Stoned driving not easy to prove
MONTPELIER — It’s common knowledge that driving with blood alcohol content higher than 0.08 violates the law. But with marijuana, things are a lot more hazy.
As Vermont and other states consider following the lead of Colorado and Washington state in legalizing recreational use, lawmakers want assurances there will be a way for police to check for stoned drivers.
“It is an issue we have to resolve, from my perspective, as well as we possibly can before we pass that legislation” to legalize marijuana, Vermont House Speaker Shap Smith said in an interview.

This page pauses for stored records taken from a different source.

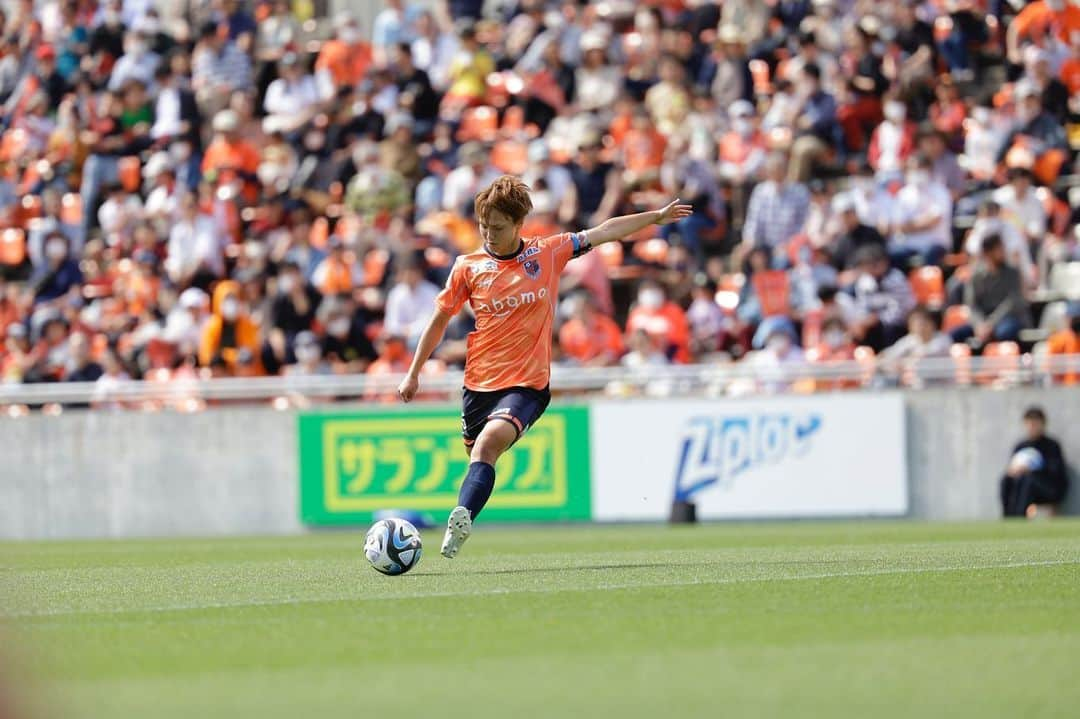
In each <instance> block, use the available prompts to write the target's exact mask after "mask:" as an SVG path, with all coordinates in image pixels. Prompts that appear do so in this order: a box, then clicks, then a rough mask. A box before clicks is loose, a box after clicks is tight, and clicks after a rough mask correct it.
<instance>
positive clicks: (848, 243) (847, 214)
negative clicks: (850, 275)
mask: <svg viewBox="0 0 1080 719" xmlns="http://www.w3.org/2000/svg"><path fill="white" fill-rule="evenodd" d="M833 209H834V211H835V212H836V216H837V218H838V219H839V234H838V236H837V238H836V242H835V244H834V245H833V246H834V252H833V262H834V264H835V267H836V269H837V270H852V269H854V267H855V258H856V257H858V256H859V253H860V250H862V248H863V247H879V248H881V249H882V250H885V248H886V242H885V238H882V236H881V233H880V232H878V231H877V230H875V229H874V228H873V227H870V226H868V225H864V223H863V222H862V221H860V219H859V213H858V212H856V209H855V199H854V198H853V196H851V195H850V194H838V195H836V198H835V199H834V201H833Z"/></svg>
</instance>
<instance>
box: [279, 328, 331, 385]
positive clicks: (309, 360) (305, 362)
mask: <svg viewBox="0 0 1080 719" xmlns="http://www.w3.org/2000/svg"><path fill="white" fill-rule="evenodd" d="M295 352H296V363H295V364H291V365H288V366H286V367H285V376H286V377H296V376H301V377H311V376H314V375H329V374H330V366H329V364H328V363H326V361H324V360H323V349H322V347H320V344H319V338H318V337H315V334H314V333H312V331H308V330H305V331H302V333H300V334H299V335H297V336H296V350H295Z"/></svg>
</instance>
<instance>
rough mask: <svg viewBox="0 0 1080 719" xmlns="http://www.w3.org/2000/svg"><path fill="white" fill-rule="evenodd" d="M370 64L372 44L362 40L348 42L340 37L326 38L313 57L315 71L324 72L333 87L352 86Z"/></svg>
mask: <svg viewBox="0 0 1080 719" xmlns="http://www.w3.org/2000/svg"><path fill="white" fill-rule="evenodd" d="M370 66H372V45H369V44H368V43H366V42H364V41H363V40H359V39H357V40H356V41H355V42H354V43H351V44H350V43H348V42H346V41H345V40H343V39H341V38H340V37H338V38H337V39H335V40H327V41H326V42H324V43H323V48H322V50H320V51H319V58H318V59H315V73H316V74H318V73H321V72H326V73H327V74H328V76H329V78H330V80H332V81H333V82H334V86H335V87H352V86H354V85H356V84H359V83H360V81H361V80H363V79H364V74H365V73H366V72H367V68H369V67H370Z"/></svg>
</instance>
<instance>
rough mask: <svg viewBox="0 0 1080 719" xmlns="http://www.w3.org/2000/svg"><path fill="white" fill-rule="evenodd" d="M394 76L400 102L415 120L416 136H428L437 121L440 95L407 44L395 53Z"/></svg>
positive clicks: (414, 131)
mask: <svg viewBox="0 0 1080 719" xmlns="http://www.w3.org/2000/svg"><path fill="white" fill-rule="evenodd" d="M394 73H395V79H394V82H395V83H396V85H397V92H399V95H397V98H399V103H400V104H401V106H402V107H403V108H404V109H405V110H407V111H408V112H409V114H410V116H411V117H413V118H414V119H415V121H416V123H417V126H416V127H414V128H413V130H414V132H415V134H416V135H417V136H418V137H427V136H428V135H430V134H431V131H432V130H433V128H434V126H435V120H437V119H438V95H436V94H435V91H434V89H433V87H432V86H431V79H430V78H429V77H428V73H427V72H426V71H423V70H421V69H420V68H418V67H416V66H415V65H414V64H413V51H411V48H410V46H409V44H408V43H405V42H402V43H399V44H397V45H396V48H395V50H394Z"/></svg>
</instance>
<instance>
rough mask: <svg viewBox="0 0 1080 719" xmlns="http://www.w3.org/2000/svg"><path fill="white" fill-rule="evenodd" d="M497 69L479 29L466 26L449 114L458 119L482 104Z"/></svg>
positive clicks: (461, 37) (451, 80)
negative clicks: (469, 107)
mask: <svg viewBox="0 0 1080 719" xmlns="http://www.w3.org/2000/svg"><path fill="white" fill-rule="evenodd" d="M494 70H495V60H494V59H491V55H490V54H489V53H488V52H487V50H485V49H484V48H483V46H482V45H481V44H480V41H478V40H477V39H476V28H475V27H474V26H473V25H467V26H464V27H463V28H462V29H461V33H460V48H459V50H458V52H457V54H456V55H455V56H454V59H453V60H451V63H450V68H449V72H448V74H447V77H448V79H449V82H450V86H449V87H448V89H447V91H446V95H445V97H444V99H443V103H444V106H445V108H446V111H447V113H448V114H449V116H450V117H457V116H458V114H460V112H461V111H462V110H463V109H464V108H467V107H471V106H473V105H478V104H480V103H481V100H482V98H483V97H484V93H485V92H486V91H487V76H488V74H490V73H491V72H492V71H494ZM579 86H580V82H579Z"/></svg>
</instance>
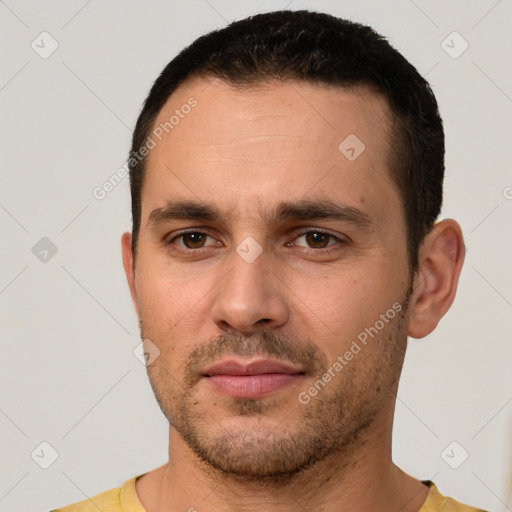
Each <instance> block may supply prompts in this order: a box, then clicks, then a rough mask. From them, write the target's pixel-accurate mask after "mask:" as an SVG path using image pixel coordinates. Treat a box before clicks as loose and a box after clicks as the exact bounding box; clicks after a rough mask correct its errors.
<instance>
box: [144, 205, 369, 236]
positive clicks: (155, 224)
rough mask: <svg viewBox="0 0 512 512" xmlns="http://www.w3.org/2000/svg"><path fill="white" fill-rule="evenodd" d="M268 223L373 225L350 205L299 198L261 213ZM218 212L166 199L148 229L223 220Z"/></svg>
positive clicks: (358, 209) (156, 208)
mask: <svg viewBox="0 0 512 512" xmlns="http://www.w3.org/2000/svg"><path fill="white" fill-rule="evenodd" d="M264 217H265V221H266V223H267V224H269V225H271V224H277V223H279V222H284V221H307V220H315V219H317V220H318V219H328V220H337V221H341V222H347V223H350V224H353V225H355V226H357V227H359V228H364V229H371V228H372V227H374V225H375V221H374V220H373V219H372V217H371V216H370V215H369V214H368V213H366V212H364V211H362V210H360V209H358V208H355V207H353V206H349V205H345V204H342V203H337V202H334V201H332V200H331V199H321V198H320V199H314V200H312V199H300V200H298V201H293V202H292V201H285V202H282V203H280V204H278V205H277V207H276V208H274V210H273V211H271V212H270V214H267V215H265V216H264ZM222 219H223V216H222V214H221V212H220V211H219V210H218V209H217V208H215V207H214V206H212V205H210V204H207V203H203V202H200V201H192V200H175V201H168V202H167V204H166V205H165V206H163V207H161V208H156V209H155V210H153V211H152V212H151V213H150V214H149V217H148V222H147V226H148V227H149V228H152V227H155V226H156V225H159V224H162V223H165V222H168V221H172V220H200V221H206V222H214V221H222Z"/></svg>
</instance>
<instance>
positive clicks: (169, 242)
mask: <svg viewBox="0 0 512 512" xmlns="http://www.w3.org/2000/svg"><path fill="white" fill-rule="evenodd" d="M189 233H194V234H198V235H205V236H208V237H210V238H213V237H212V236H211V235H209V234H208V233H206V232H204V231H199V230H197V229H190V230H187V231H182V232H181V233H178V234H177V235H175V236H173V237H172V238H171V239H168V240H166V243H167V245H174V242H175V241H176V240H178V239H179V238H182V237H183V236H185V235H186V234H189ZM309 233H319V234H322V235H326V236H328V237H329V238H330V239H334V240H335V241H336V243H335V244H332V245H328V246H326V247H323V248H322V247H321V248H316V249H315V248H314V247H304V246H298V247H300V248H301V250H302V251H304V252H306V253H308V254H311V253H314V254H316V255H319V254H324V255H326V254H330V253H331V252H333V251H335V250H339V249H340V244H341V245H342V246H343V245H346V244H347V243H348V242H349V240H348V239H341V238H339V237H337V236H335V235H333V234H332V233H329V232H328V231H324V230H322V229H309V230H307V231H303V232H300V233H297V234H296V235H295V238H294V240H296V239H297V238H300V237H302V236H304V235H307V234H309ZM329 241H330V240H329ZM288 243H289V242H287V245H288ZM175 247H176V248H177V249H176V250H178V251H182V252H185V253H188V254H190V253H193V252H200V251H201V250H202V249H203V250H208V249H211V248H212V247H214V246H206V247H198V248H197V249H190V248H186V247H179V246H175Z"/></svg>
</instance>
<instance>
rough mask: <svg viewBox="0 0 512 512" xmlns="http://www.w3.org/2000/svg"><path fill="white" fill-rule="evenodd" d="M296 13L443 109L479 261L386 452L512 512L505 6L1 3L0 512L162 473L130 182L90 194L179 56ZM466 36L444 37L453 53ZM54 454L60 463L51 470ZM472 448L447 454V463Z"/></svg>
mask: <svg viewBox="0 0 512 512" xmlns="http://www.w3.org/2000/svg"><path fill="white" fill-rule="evenodd" d="M285 7H286V8H289V9H299V8H315V9H317V10H323V11H326V12H330V13H333V14H336V15H339V16H344V17H348V18H350V19H354V20H358V21H361V22H364V23H368V24H370V25H372V26H373V27H375V28H376V29H377V30H378V31H380V32H381V33H383V34H385V35H386V36H388V37H389V38H390V40H391V42H392V44H394V45H395V46H396V47H397V48H398V49H399V50H400V51H402V52H403V53H404V55H405V56H406V57H407V58H408V59H409V60H410V61H411V62H412V63H413V64H414V65H415V66H416V67H417V68H418V70H419V71H420V72H421V73H422V74H423V75H426V76H427V78H428V80H429V81H430V82H431V84H432V87H433V89H434V91H435V93H436V95H437V98H438V101H439V104H440V109H441V113H442V116H443V118H444V121H445V128H446V137H447V159H446V163H447V176H446V188H445V206H444V209H443V216H444V217H454V218H456V219H458V220H459V221H460V223H461V225H462V228H463V231H464V233H465V237H466V245H467V248H468V254H467V259H466V263H465V268H464V270H463V272H462V278H461V282H460V288H459V292H458V296H457V299H456V301H455V304H454V306H453V307H452V309H451V311H450V312H449V313H448V315H447V316H446V317H445V319H444V320H443V321H442V322H441V324H440V326H439V328H438V329H437V330H436V331H435V332H434V333H433V334H431V335H430V336H428V337H427V339H425V340H422V341H417V340H411V341H410V349H409V352H408V355H407V358H406V364H405V369H404V373H403V377H402V383H401V387H400V390H399V398H398V402H397V412H396V425H395V433H394V458H395V461H396V462H397V463H398V464H399V465H400V466H401V467H402V468H403V469H404V470H406V471H408V472H410V473H411V474H412V475H414V476H416V477H418V478H422V479H434V480H435V482H436V483H437V485H438V486H439V487H440V489H441V491H442V492H443V493H445V494H448V495H453V496H455V497H457V499H459V500H460V501H466V502H469V503H470V504H473V505H477V506H480V507H483V508H486V509H488V510H493V511H505V510H511V509H512V498H511V487H512V443H511V433H512V378H511V371H510V369H511V361H512V344H511V343H510V331H511V327H512V322H511V308H512V292H511V290H512V286H511V284H512V283H511V281H512V273H511V267H510V255H511V252H512V251H511V249H512V247H511V245H512V229H511V219H512V217H511V209H512V200H510V198H511V197H512V189H511V188H510V187H511V186H512V176H511V174H510V165H511V159H512V158H511V156H512V155H511V152H510V146H511V142H512V133H511V131H512V130H511V122H510V120H511V107H512V105H511V103H512V99H511V97H512V72H511V67H510V62H511V57H512V44H511V43H512V41H511V39H512V35H511V34H512V31H511V28H510V27H511V26H512V24H511V21H512V2H511V0H500V1H496V0H474V1H468V0H466V1H462V0H461V1H454V0H452V1H445V0H443V1H440V0H439V1H427V0H414V1H412V0H395V1H392V2H384V1H365V2H358V1H355V0H354V1H338V2H333V1H331V2H326V1H323V2H321V1H317V2H314V1H309V2H301V1H298V0H296V1H294V2H290V3H288V0H283V1H273V2H268V1H266V2H263V1H258V2H255V1H247V2H235V1H222V0H208V1H206V0H204V1H203V0H197V1H188V2H176V1H167V2H164V1H145V2H142V1H138V2H137V1H124V2H121V1H103V2H101V1H99V0H89V1H84V0H80V1H61V2H57V1H45V2H37V1H30V2H29V1H22V0H17V1H16V0H0V38H1V42H0V44H1V48H2V50H1V51H2V66H1V70H0V108H1V116H2V117H1V119H2V128H1V129H2V132H1V154H2V160H1V172H2V187H1V189H0V221H1V226H2V243H1V244H0V247H1V248H0V251H1V256H2V260H1V261H2V264H1V266H0V305H1V315H2V327H3V334H2V351H1V355H2V381H1V394H0V428H1V433H2V436H1V445H0V450H1V455H0V464H1V480H0V509H1V510H2V511H10V512H21V511H24V512H27V511H40V510H47V509H49V508H51V507H55V506H58V505H65V504H68V503H71V502H75V501H78V500H82V499H85V498H86V497H89V496H92V495H94V494H96V493H98V492H100V491H104V490H106V489H109V488H112V487H117V486H119V485H120V484H121V483H122V482H124V481H125V480H126V479H128V478H130V477H132V476H135V475H136V474H140V473H143V472H145V471H148V470H150V469H152V468H154V467H156V466H158V465H160V464H162V463H164V462H165V461H166V456H167V424H166V421H165V419H164V417H163V415H162V414H161V413H160V410H159V409H158V406H157V405H156V401H155V400H154V398H153V395H152V392H151V389H150V387H149V384H148V382H147V377H146V374H145V368H144V366H143V365H142V364H141V363H140V362H139V361H138V360H137V359H136V358H135V356H134V355H133V353H132V351H133V350H134V348H135V347H136V345H137V344H138V342H139V340H138V330H137V324H136V320H135V315H134V314H133V312H132V305H131V301H130V298H129V294H128V289H127V286H126V284H125V279H124V275H123V271H122V266H121V256H120V243H119V237H120V234H121V233H122V231H124V230H127V229H129V227H130V210H129V188H128V181H127V180H124V181H123V182H122V183H121V184H120V185H118V186H117V187H116V188H115V189H114V190H113V191H111V192H110V193H109V194H108V195H107V196H106V197H105V199H103V200H97V199H95V198H94V197H93V194H92V192H93V190H94V188H95V187H97V186H101V185H102V183H104V182H105V181H106V180H107V179H108V178H109V177H110V176H111V175H112V174H113V173H115V172H116V171H117V169H118V168H119V167H120V166H122V164H123V163H124V161H125V159H126V154H127V151H128V148H129V141H130V136H131V131H132V128H133V126H134V123H135V121H136V118H137V115H138V113H139V110H140V107H141V104H142V101H143V100H144V98H145V96H146V94H147V92H148V91H149V88H150V86H151V84H152V82H153V80H154V79H155V78H156V76H157V74H158V73H159V72H160V71H161V69H162V68H163V67H164V65H165V64H166V63H167V62H168V61H169V60H171V58H172V57H174V56H175V55H176V53H177V52H178V51H179V50H180V49H181V48H182V47H183V46H185V45H186V44H188V43H190V42H191V41H192V40H193V39H194V38H196V37H197V36H199V35H201V34H203V33H205V32H206V31H209V30H211V29H214V28H219V27H222V26H224V25H225V24H226V22H227V21H231V20H234V19H238V18H241V17H244V16H246V15H249V14H253V13H256V12H261V11H268V10H273V9H279V8H285ZM43 31H47V32H48V33H50V34H51V36H52V37H53V38H54V39H55V40H56V41H57V42H58V45H59V47H58V49H57V50H56V51H55V52H54V53H53V54H52V55H51V56H49V57H48V58H46V59H43V58H41V57H40V56H39V55H38V53H36V52H35V51H34V50H33V49H32V47H31V43H32V41H35V43H34V44H37V45H39V48H40V51H42V50H43V48H42V47H43V46H44V48H45V49H46V50H48V49H49V48H51V47H50V43H51V41H50V40H49V39H45V40H43V41H42V39H41V38H42V37H47V36H41V37H40V36H39V34H40V33H41V32H43ZM453 31H457V32H458V33H459V34H460V35H461V36H462V37H463V38H464V40H465V41H467V42H468V43H469V48H468V49H467V50H466V51H465V52H464V53H463V54H462V55H460V56H459V57H458V58H456V59H454V58H452V57H451V56H450V55H448V54H447V53H446V51H445V50H444V49H443V47H442V46H441V45H442V42H443V41H444V40H446V38H447V36H449V35H450V34H451V33H452V32H453ZM454 37H455V39H454ZM457 37H458V36H453V35H452V36H451V38H448V39H447V40H446V42H445V43H444V44H445V47H446V45H447V46H448V48H449V47H450V46H451V47H453V48H452V49H451V50H450V51H451V52H452V54H453V53H454V52H457V51H458V50H460V49H461V48H462V46H461V45H463V44H464V43H463V41H462V40H461V39H458V38H457ZM46 50H45V51H46ZM507 187H508V188H507ZM42 237H47V238H49V239H50V240H51V241H52V242H53V244H55V246H56V247H57V253H56V254H55V255H53V256H51V252H50V253H48V255H47V256H46V259H47V261H46V262H44V261H40V259H39V258H43V257H44V252H42V253H41V251H44V250H45V246H44V243H45V242H41V243H42V244H43V246H37V247H36V249H37V250H35V252H36V255H38V257H36V255H35V254H33V252H32V248H33V247H34V245H35V244H36V243H37V242H38V241H39V240H40V239H41V238H42ZM41 247H42V248H41ZM43 441H46V442H47V443H50V445H51V446H52V447H54V449H55V450H56V451H57V452H58V458H57V459H56V460H55V462H53V464H52V465H50V467H48V468H47V469H42V468H41V467H40V466H39V465H38V463H39V464H44V463H49V462H51V455H52V452H51V449H49V448H48V446H46V445H42V446H40V443H41V442H43ZM453 441H457V443H459V444H460V446H461V447H463V449H464V450H466V451H467V452H468V453H469V457H468V459H467V460H466V461H465V462H464V463H463V464H462V465H460V467H459V468H458V469H452V468H451V467H450V466H449V465H448V464H447V462H446V461H445V459H446V457H445V459H443V457H442V456H441V454H442V453H443V451H444V450H445V448H446V447H447V446H448V445H449V444H450V443H452V442H453ZM34 450H35V452H34ZM33 452H34V455H33V457H34V459H33V458H32V457H31V453H33ZM461 453H462V452H461V451H460V448H458V447H456V449H455V450H454V451H453V452H452V451H451V449H449V450H448V454H449V455H451V459H450V462H451V463H452V464H453V460H454V459H455V461H457V460H458V458H460V457H461Z"/></svg>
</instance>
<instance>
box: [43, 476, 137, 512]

Smith, who announced his candidacy in mid-August for the 2016 Democratic gubernatorial nomination, made known about two weeks later that his position had evolved from undecided to in favor but with the caveat about impaired driving.
Both Vermont State Police Lt. John Flannigan, his agency’s point person for enforcement against drugged driving, and Glenn Davis, highway safety manager with the Colorado Department of Transportation, said law enforcement has tools to check for stoned driving, including a class of instruments that take a saliva sample and check it for the presence of drugs.
But they are not considered as tried-and-true as the breath-testing equipment used to check for alcohol impairment.
“We’re really good with alcohol; it’s been around a long time,” Davis said. But there’s much less certainty that a set amount of marijuana in the blood-stream demonstrates impairment. When it comes to a scientific consensus on what counts as impairment, “We just don’t have that for marijuana,” Davis said. “I think we have things in place but I think there’s more work to do.”